When life gave the MTA “lemons,” the MTA took them out of service.
New York City Transit President Andy Byford announced Wednesday morning that all of the new R179 subway cars have been removed from the rails for door inspections. That forced the MTA to return into service this morning( and until further notice) some of the older train cars the new models were to replace.
Bombardier, the Canadian rail company which provided the new train cars for the MTA, alerted the agency to more issues with the sleek R179 cars, flagged in 2019 for other defects.
Byford assured riders that incidents where the defect with the R179 revealed itself had not resulted in injury to commuters, but would require a thorough inspection with the help of LTK Engineering Services as an independent third-party.
“All lines are operating at normal service levels with the exception of the J/Z line, where headways have been increased by two minutes in between trains for the AM peak period, and skip-stop service suspended,” Byford said. “As documented, the MTA has identified repeated issues with Bombardier’s performance and finds this latest development unacceptable. We intend to hold the company fully accountable,” Byford said.
According to Bombardier, technicians from their company are also doing damage control on the sum 300 R179s while claiming the supplier of the door operator mechanism is at blame.
“Recently, two doors on cars in the R179 fleet at New York City Transit failed to function as intended. Our investigation shows that the doors were not properly calibrated by Kangni, the door operator supplier,” a Bombardier statement read. “We are now inspecting all of the R179 cars and, where necessary, making adjustments to ensure the safe and reliable performance of the doors for the entire fleet.”
With City Comptroller Scott Stringer deeming the defective cars as “lemons,” the latest reported defects left Byford feeling quite sour with Bombardier.

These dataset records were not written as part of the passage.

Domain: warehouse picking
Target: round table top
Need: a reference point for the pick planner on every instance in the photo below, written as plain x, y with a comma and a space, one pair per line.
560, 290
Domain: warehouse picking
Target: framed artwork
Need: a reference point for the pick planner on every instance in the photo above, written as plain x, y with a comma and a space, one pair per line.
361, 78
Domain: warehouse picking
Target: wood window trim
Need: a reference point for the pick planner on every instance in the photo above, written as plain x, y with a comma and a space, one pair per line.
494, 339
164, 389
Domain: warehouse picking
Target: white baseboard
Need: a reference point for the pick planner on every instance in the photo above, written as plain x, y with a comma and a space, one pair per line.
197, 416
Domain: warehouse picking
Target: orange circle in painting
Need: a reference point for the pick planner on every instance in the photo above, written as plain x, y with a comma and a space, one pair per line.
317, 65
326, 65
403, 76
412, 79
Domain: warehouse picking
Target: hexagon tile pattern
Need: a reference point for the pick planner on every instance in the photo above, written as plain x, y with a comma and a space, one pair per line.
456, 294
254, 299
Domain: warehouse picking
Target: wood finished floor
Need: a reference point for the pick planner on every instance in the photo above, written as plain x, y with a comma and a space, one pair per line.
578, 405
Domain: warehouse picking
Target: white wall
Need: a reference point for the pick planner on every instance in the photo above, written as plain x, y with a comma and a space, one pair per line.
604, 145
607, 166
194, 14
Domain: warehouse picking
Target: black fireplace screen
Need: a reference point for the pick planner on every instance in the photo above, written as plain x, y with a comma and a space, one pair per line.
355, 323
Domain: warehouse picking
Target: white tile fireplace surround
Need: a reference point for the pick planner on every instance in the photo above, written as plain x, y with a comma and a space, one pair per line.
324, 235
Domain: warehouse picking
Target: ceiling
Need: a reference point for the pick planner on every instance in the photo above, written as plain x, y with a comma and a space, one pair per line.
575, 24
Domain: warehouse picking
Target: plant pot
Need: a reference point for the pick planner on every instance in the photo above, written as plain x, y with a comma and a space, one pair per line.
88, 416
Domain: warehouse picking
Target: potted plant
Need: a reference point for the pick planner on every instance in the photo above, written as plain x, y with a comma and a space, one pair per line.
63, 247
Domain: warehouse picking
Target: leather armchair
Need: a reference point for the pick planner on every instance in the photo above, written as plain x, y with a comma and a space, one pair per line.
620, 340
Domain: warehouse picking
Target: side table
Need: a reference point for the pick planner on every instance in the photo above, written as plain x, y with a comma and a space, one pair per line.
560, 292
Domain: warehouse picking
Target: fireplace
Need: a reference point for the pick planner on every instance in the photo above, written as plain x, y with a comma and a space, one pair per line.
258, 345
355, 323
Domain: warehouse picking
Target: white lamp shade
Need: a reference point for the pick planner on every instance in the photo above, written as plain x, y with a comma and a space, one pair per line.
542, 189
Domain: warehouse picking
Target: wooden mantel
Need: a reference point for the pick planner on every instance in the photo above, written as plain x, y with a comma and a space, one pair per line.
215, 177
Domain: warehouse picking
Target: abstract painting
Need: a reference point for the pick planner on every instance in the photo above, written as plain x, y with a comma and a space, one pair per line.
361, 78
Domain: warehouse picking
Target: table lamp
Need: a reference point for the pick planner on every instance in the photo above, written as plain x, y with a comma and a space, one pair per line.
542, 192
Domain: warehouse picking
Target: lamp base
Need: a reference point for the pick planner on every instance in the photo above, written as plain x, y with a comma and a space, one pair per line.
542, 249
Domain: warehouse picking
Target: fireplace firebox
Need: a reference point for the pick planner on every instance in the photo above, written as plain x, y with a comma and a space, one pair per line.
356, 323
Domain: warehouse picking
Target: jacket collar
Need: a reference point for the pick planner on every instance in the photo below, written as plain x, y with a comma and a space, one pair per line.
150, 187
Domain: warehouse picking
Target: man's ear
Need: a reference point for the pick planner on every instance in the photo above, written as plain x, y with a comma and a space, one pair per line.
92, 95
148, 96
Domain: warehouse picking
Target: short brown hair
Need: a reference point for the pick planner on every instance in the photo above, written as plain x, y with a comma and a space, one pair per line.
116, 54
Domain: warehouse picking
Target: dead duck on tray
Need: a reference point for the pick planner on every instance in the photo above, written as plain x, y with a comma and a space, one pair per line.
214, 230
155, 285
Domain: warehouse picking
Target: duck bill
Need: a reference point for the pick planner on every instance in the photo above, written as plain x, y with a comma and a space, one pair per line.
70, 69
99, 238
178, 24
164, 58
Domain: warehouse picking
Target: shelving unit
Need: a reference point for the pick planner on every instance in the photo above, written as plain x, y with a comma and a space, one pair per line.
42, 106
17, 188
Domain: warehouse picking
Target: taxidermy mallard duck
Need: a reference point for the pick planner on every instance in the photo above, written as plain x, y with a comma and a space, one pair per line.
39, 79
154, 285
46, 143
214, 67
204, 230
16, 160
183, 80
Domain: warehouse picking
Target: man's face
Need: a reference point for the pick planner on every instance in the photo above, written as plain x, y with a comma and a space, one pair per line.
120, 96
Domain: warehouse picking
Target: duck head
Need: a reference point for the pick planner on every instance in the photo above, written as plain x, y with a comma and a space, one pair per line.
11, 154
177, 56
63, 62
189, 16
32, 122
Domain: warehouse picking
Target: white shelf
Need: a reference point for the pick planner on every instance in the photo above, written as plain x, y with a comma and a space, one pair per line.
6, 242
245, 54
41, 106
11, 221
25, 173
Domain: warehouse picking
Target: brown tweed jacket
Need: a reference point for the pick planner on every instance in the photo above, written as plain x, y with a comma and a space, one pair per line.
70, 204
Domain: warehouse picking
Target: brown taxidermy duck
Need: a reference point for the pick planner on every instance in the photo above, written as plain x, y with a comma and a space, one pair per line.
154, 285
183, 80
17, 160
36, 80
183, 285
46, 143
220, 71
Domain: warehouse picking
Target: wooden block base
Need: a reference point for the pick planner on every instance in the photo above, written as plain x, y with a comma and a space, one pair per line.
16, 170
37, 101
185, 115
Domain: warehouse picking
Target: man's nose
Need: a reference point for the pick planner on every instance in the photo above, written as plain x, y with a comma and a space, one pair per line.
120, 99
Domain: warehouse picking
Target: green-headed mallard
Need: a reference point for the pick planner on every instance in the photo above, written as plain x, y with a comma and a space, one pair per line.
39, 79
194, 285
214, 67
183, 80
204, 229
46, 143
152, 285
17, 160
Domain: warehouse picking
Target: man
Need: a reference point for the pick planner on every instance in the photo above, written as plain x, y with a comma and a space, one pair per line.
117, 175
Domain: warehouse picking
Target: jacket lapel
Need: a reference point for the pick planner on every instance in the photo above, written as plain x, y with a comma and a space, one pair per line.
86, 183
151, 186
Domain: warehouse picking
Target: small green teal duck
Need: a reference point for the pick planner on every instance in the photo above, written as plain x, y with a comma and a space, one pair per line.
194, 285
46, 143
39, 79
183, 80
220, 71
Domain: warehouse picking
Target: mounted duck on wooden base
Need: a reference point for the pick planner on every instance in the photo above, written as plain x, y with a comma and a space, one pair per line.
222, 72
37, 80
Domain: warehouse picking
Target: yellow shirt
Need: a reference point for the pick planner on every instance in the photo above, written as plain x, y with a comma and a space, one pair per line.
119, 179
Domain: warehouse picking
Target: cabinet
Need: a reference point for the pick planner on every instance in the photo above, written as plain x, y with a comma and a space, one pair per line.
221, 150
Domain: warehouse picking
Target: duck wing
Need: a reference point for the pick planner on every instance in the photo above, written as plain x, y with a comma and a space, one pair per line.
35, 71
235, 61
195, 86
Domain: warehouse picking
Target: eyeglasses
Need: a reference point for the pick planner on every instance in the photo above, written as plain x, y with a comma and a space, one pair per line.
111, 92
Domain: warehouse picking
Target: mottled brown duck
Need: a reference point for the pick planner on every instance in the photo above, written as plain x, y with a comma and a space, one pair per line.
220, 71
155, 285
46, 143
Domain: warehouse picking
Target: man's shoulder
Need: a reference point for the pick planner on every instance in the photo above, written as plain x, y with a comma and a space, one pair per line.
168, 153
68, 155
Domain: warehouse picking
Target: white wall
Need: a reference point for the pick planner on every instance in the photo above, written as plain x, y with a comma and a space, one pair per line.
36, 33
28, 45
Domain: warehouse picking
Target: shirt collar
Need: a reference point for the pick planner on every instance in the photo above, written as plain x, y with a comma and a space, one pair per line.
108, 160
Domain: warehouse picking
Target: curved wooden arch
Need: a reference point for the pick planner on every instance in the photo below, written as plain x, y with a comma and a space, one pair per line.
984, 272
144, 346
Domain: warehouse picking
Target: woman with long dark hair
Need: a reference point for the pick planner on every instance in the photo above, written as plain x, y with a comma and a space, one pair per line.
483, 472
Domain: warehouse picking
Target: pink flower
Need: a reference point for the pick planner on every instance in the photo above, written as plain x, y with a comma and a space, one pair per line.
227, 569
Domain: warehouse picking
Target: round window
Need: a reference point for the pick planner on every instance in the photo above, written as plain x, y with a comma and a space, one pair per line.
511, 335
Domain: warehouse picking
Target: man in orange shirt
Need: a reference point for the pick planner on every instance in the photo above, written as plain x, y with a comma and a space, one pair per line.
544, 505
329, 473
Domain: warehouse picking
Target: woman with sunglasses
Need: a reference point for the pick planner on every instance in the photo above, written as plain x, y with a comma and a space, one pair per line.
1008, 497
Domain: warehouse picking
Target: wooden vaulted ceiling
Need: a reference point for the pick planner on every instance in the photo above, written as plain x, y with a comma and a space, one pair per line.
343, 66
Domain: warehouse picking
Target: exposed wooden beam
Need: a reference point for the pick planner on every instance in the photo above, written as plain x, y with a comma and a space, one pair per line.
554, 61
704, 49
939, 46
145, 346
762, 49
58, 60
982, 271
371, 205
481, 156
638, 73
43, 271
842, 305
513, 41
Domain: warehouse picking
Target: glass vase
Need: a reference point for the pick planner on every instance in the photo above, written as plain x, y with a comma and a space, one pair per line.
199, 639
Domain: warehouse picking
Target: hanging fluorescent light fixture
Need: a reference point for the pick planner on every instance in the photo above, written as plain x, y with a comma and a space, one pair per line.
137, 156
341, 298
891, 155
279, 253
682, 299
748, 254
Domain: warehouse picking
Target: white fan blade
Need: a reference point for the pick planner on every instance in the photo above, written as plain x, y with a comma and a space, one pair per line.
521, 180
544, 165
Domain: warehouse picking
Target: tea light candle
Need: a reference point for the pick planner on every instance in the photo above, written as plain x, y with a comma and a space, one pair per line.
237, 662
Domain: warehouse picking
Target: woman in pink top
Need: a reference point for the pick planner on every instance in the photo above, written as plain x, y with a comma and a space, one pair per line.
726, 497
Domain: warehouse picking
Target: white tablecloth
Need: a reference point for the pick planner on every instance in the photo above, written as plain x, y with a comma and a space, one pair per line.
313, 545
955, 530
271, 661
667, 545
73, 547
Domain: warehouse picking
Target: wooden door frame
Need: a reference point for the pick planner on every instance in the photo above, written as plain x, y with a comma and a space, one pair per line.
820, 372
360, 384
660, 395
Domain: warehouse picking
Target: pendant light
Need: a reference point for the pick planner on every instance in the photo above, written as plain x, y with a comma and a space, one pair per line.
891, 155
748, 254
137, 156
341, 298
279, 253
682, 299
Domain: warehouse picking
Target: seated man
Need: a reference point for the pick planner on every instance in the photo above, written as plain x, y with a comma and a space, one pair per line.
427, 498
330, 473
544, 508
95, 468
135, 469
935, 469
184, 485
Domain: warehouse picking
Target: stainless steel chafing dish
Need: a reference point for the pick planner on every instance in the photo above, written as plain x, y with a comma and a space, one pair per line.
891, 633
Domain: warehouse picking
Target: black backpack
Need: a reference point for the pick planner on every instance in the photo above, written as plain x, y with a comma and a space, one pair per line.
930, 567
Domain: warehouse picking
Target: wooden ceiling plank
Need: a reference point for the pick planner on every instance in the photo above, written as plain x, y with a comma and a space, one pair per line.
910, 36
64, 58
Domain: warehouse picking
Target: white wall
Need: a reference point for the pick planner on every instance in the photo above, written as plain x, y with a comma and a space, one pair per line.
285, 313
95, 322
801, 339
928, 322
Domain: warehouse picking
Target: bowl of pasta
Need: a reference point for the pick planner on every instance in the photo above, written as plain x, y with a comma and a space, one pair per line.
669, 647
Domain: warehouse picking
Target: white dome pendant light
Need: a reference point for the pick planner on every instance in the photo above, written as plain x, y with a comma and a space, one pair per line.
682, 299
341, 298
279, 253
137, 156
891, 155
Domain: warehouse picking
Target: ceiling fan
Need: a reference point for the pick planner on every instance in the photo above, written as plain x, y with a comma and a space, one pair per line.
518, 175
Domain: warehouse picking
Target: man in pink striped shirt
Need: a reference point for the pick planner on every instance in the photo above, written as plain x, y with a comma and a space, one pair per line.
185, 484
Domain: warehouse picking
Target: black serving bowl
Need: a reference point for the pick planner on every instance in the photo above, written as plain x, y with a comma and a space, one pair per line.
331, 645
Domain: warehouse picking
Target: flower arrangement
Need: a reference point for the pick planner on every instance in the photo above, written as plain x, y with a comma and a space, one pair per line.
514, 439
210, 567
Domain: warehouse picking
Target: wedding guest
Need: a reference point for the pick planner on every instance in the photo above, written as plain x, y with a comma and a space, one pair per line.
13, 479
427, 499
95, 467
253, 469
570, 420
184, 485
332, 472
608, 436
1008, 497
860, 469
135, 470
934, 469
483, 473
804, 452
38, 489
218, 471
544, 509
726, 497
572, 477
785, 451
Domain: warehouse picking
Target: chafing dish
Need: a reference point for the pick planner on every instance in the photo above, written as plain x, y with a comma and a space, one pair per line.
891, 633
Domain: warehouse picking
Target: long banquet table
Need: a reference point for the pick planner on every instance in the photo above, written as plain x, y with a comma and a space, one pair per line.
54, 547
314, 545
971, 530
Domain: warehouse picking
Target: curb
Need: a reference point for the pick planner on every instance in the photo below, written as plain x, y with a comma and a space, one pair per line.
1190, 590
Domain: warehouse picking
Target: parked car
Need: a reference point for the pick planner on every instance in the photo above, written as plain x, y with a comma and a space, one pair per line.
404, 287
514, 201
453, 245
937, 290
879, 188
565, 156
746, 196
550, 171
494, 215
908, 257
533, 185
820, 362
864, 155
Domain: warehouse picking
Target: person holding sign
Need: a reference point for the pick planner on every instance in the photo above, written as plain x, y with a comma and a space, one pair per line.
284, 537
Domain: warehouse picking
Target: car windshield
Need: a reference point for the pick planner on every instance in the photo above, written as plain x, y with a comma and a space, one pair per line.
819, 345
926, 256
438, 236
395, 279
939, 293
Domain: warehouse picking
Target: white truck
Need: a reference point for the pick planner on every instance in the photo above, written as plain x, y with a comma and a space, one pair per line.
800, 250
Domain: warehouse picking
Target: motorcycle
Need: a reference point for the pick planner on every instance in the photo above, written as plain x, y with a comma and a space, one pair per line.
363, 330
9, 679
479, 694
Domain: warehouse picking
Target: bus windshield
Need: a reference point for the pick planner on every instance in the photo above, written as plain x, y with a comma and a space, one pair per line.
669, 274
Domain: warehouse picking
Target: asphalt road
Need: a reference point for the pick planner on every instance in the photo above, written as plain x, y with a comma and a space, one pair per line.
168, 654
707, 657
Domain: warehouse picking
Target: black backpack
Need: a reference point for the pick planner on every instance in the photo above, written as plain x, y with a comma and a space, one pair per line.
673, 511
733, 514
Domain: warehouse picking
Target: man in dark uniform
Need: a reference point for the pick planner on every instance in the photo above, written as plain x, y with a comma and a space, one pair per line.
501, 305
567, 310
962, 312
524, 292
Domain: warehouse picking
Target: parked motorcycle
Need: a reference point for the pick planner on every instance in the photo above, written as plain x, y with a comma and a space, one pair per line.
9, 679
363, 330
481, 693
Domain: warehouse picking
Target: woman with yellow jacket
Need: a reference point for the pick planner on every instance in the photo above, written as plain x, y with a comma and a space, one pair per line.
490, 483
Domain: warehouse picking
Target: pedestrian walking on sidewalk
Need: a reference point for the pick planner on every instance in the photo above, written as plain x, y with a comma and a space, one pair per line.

Stringer took Bombardier to task over the $600 million in taxpayer money that went toward the MTA’s contract which ended with late deliveries and structural problems.
“Last month, my office released an audit that exposed how this contract became three years behind schedule and cost taxpayers millions of additional dollars. Our investigation revealed layers of mismanagement in the MTA’s oversight of the contract — repeated failures to meet contract deadlines and requirements, poor project management and technical breakdowns, structural defects that delayed cars being put into service, and several earlier structural problems that caused some of these trains to be pulled from service,” Stringer said. “Bombardier sold us lemons.”
On Dec. 9, 2019, Stringer’s office also audited the 2012 contract between the MTA and Bombardier and found that the company had blown multiple deadlines on delivery of the R179 to the agency. The manufacturer was 35 months behind schedule on delivering 300 R179s to the MTA, something that was meant to take place between January 2015 and January 2017.
It gets worse.
In May, cars on the J/Z and A/C lines were found on the collision pillars of newly delivered R179 trains, though Byford did not see the problem as severe enough to remove the cars from service. The collision pillars protect operators in the event of a run-in with another train.
Before that, in January 2019, software defects cause train cars that had been delivered to be taken out of service to which Byford said the future of the relationship between MTA and Bombardier was on thin ice.
Bombardier did not return a request for comment before the time of publication.